А ей в ответ дружно кричали:
— Ур-ра! Ур-ра!
И до того им было радостно, что они даже строй не держали, строй ходил ходуном, как живой. Или как у новобранцев, со злостью подумал Иван, сошел с крыльца и, стараясь меньше суетиться, как можно быстрей пошел к съезжей. Там тогда никого из солдат не было, зато там стояла Белка. Ат, гневно думал Иван, вот так история, будешь пешим — пропадешь, надо скорей в седло! И он шел к Белке, и Белка была все ближе и ближе, а на плацу кричали все громче и громче.
Потом там вдруг все стихло. Иван остановился, оглянулся туда и увидел, что это царица теперь стоит там, где обычно должен стоять командир полка, и все на нее смотрят и ждут, что она им сейчас скажет. Она и в самом деле подняла руку, подождала, пока станет совсем тихо, а потом сказала вот что:
— Измайловцы! Славные слуги мои! Довольно иноземцу измываться над святым православным законом! Вспомним заветы деда нашего Петра Великого!
И тут она вот так вот сделала рукой — очень решительно! И в ответ ей так же решительно солдаты крикнули «ура!» А потом еще раз «ура!» И еще! Тогда царица шагнула вперед и думала еще что-то сказать… Но почему-то не решилась, оглянулась…
И Алексей Орлов тогда сразу кинулся к ней, встал с ней рядом и начал кричать вот что:
— Солдаты! Братцы мои верные! Проклятый иноземец возжелал извести жестокой смертью последнюю надежду нашу, славную Екатерину Алексеевну вкупе с наследником Павлом Петровичем!
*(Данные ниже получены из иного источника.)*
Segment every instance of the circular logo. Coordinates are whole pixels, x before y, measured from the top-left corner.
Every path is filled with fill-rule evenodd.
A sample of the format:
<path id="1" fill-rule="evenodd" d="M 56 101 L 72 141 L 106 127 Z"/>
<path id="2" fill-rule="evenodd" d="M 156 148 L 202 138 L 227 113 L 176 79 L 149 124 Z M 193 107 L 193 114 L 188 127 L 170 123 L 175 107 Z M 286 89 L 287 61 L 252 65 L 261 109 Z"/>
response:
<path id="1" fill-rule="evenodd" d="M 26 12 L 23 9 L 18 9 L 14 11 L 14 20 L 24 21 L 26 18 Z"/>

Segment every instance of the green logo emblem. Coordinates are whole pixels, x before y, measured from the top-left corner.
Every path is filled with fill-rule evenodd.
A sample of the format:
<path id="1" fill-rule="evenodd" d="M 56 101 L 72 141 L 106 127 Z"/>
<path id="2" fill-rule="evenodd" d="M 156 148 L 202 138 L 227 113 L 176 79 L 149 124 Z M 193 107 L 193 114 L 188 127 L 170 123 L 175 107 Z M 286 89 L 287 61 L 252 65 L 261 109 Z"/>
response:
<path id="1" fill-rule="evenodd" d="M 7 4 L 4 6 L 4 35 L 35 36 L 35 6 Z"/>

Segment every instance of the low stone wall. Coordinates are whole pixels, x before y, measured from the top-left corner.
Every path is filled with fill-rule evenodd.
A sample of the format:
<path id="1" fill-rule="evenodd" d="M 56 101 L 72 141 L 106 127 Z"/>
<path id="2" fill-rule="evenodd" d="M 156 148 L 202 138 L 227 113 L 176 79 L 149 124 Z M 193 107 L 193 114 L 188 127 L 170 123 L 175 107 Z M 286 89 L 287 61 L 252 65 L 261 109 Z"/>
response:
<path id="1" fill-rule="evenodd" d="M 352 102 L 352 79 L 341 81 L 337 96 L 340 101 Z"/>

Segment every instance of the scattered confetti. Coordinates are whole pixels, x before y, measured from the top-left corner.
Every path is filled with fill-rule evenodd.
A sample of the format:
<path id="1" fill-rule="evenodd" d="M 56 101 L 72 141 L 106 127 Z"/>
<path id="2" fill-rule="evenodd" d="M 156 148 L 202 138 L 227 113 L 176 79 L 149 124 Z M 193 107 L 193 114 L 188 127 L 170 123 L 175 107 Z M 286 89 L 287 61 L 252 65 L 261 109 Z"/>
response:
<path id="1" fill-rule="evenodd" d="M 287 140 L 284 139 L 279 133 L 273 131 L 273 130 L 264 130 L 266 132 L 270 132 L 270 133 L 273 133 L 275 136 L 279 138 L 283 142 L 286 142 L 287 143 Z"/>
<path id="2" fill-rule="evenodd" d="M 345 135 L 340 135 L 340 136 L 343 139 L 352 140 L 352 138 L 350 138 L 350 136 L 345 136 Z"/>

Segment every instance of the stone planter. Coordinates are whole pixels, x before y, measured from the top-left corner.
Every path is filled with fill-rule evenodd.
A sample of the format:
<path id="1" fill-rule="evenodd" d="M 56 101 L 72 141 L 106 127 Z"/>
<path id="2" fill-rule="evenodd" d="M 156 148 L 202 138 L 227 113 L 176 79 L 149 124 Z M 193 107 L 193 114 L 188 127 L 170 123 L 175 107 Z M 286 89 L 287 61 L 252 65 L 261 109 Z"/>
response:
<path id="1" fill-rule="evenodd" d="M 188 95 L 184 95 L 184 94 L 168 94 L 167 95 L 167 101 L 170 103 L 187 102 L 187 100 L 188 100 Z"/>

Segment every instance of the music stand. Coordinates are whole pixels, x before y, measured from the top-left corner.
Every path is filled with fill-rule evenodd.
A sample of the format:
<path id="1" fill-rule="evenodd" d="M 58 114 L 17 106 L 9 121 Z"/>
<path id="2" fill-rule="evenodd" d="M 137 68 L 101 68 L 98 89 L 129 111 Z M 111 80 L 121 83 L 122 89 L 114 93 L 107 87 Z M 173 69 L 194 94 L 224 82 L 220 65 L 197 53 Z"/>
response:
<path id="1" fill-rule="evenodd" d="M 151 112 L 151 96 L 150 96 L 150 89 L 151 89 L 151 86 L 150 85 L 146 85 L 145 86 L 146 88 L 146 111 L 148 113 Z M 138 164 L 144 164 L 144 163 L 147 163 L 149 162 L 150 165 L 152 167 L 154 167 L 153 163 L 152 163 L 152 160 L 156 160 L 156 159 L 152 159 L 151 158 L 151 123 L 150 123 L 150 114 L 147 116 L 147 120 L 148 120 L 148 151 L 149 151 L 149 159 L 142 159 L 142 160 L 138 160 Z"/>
Он возжелал, да мы не дали! Мы вырвали царицу из кровавых лап его и привезли ее вам под защиту! Так постоим же за государыню! Так не дадим же ее голштинцу на расправу! Так же ура!
— Ура! Ура! — ответили ему.
А тут еще вдруг задудели трубы! А так как дудели они вразнобой, то строй окончательно сломался, все скопом бросились к царице, обступили ее и принялись кричать что-то уже совсем бессвязное — но зато радостно и с упоением. А Иван, который стоял уже возле кареты, смотрел на это и опять молчал. Иван пытался рассмотреть, где же царица, что с ней, но этого понять было нельзя, потому что там тогда была такая плотная толпа, что просто страх. Иван так и подумал о ней: страх!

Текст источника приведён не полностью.